シーボルトは、その当時の日本人の生活関連や工芸品、植物や地図からなにからなにまで収集して日本学研究を行った植物学者であり博物学者でもある。日本人ならシーボルトの名を知らない人は、まずいないのではないだろうか。

(ドイツの切手に採用されたシーボルトの肖像画 wikipediaより)


■シーボルトの来日の背景と当時の欧州情勢

オランダは、1602年に設立された世界最古の株式会社「東インド会社」の拠点をバタフィア(・・現在のインドネシアの首都ジャカルタ)に構えていた。

17世紀はオランダの黄金期であり、欧州における貿易と情報流通の中心地であったが、西欧諸国のなかで日本貿易を独占していたオランダの黄金期は意外と短かった。急速に勃興してきた英国に覇権を奪われたからだ。

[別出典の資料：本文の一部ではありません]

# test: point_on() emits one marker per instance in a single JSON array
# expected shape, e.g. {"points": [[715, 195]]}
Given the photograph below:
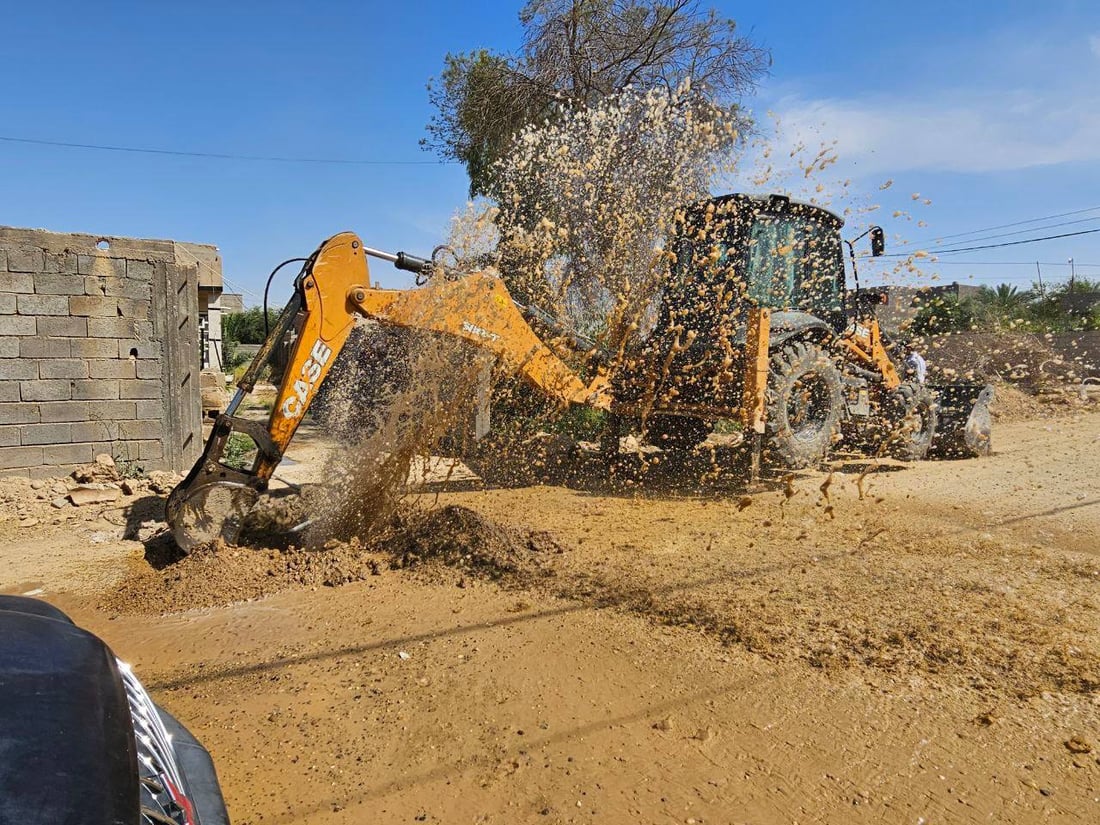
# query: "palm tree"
{"points": [[1002, 305]]}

フランス革命の混乱のなか、1799年には東インド会社は解散、しかもフランス革命後のナポレオン戦争時代には、混乱に乗じてオランダはフランスに占領され、海外植民地のオランダ領東インドは英国に占領されている。

(国立歴史民俗博物館の展示より「江戸時代の対外関係」地図)

ナポレオン戦争後に回復した国際秩序のウィーン体制(1814年)のもと、英国とオランダの関係は回復し、オランダは共和制から王政に転換する。戦後混乱のなか財政危機に陥ったオランダ本国は、植民地であった東インドの過酷な収奪によって財政再建を図る

1823年にシーボルトが日本に派遣されたのは、まさにこの時期のことであった。オランダ本国政府は財政再建の一環として、オランダ領東インド政庁を介した対日貿易の再建を考えており、シーボルトは日本市場の市場調査がミッションとして与えられていたのである。だからこそ、カネに糸目をつけずに日本の物産を購入することが可能で、地図などの軍事情報の収集も精力的に行ったのであった。

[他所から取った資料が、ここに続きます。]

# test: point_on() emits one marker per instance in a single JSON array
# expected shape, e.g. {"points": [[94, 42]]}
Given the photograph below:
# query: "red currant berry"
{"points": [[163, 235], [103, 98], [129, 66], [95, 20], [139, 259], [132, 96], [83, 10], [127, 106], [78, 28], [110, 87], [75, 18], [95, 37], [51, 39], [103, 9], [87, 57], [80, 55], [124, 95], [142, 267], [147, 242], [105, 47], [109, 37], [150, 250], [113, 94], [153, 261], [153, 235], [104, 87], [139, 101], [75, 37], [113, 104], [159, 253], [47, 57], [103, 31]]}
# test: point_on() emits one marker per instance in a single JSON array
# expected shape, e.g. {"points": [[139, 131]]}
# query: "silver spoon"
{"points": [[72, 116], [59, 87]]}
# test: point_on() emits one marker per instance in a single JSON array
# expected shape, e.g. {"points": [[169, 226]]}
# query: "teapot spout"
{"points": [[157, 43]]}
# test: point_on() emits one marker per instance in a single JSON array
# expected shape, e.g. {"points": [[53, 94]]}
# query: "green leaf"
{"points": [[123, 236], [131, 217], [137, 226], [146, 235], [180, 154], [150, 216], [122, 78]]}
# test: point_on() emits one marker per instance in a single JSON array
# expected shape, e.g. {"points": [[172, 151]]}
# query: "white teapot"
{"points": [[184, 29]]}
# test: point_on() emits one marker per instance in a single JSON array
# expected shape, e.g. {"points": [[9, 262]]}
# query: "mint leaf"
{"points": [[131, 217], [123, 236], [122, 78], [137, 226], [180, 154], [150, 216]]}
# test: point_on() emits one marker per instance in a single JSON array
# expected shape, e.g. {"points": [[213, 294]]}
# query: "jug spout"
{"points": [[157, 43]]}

伊能忠敬作成の日本全図をひそかに国外持ち出しを図ったことが露見し、国外追放になった。いわゆる「シーボルト事件」である。1828年のことだ。国外追放処分となったシーボルトは、さらなる日本への渡航を希望していたが入国禁止となっており、「開国」後の日蘭通商条約締結後の1858年まで再来日はできなかった。

「シーボルト事件」にかんしては、『文政十一年のスパイ合戦-検証・謎のシーボルト事件』(秦新二、文春文庫、1996)に詳しく書かれている。同書によれば、幕府自身も地図の一件は知りながらシーボルトを泳がせていたようだ。日本国内の政争も背景にあり、なかなか複雑な構図があったようだ。

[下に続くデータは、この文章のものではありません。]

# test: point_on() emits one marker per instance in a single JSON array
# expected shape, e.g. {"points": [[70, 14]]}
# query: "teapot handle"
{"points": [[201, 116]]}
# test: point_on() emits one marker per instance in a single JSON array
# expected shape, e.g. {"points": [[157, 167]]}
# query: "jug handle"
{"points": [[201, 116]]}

ともあれ、シーボルトは地図そのものは持ち出せなかったものの(・・ただし密かに写しを作成し持ち帰っている)、それ以外の日本関連グッズは収集品として大量に持ち帰ることができたのであり、その収集品をもとに「日本博物館」」として展覧を実現したのである。

(国立歴史民俗博物館にて)

医師・博物学者として優秀であったからこそオランダ政府から絶大な信頼を受けていたシーボルトであったが、シーボルトが、オランダ人ではなくドイツ人であったことは意外と知られていないかもしれない。シーボルトの収集品がドイツのミュンヘンで保存されているのはそのためだ。

ドイツ南部のミュンヘンは、当時のバイエルン王国の首都。シーボルトが生まれたのはヴュルツブルクだが、1814年にはバイエルン王国領となっている。そういうわけで、シーボルトはバイエルン王とは関係もあり、展示品のなかには、かの有名なルートヴィヒ2世あての書簡もある。


■江戸時代後期(=19世紀前半)の日本をモノをつうじて捉える

まあ、そういったシーボルトのバックグラウンドはさておき、19世紀前半の日本を、そっくりそのままモノをつうじて知ることができる興味深い企画展になっている。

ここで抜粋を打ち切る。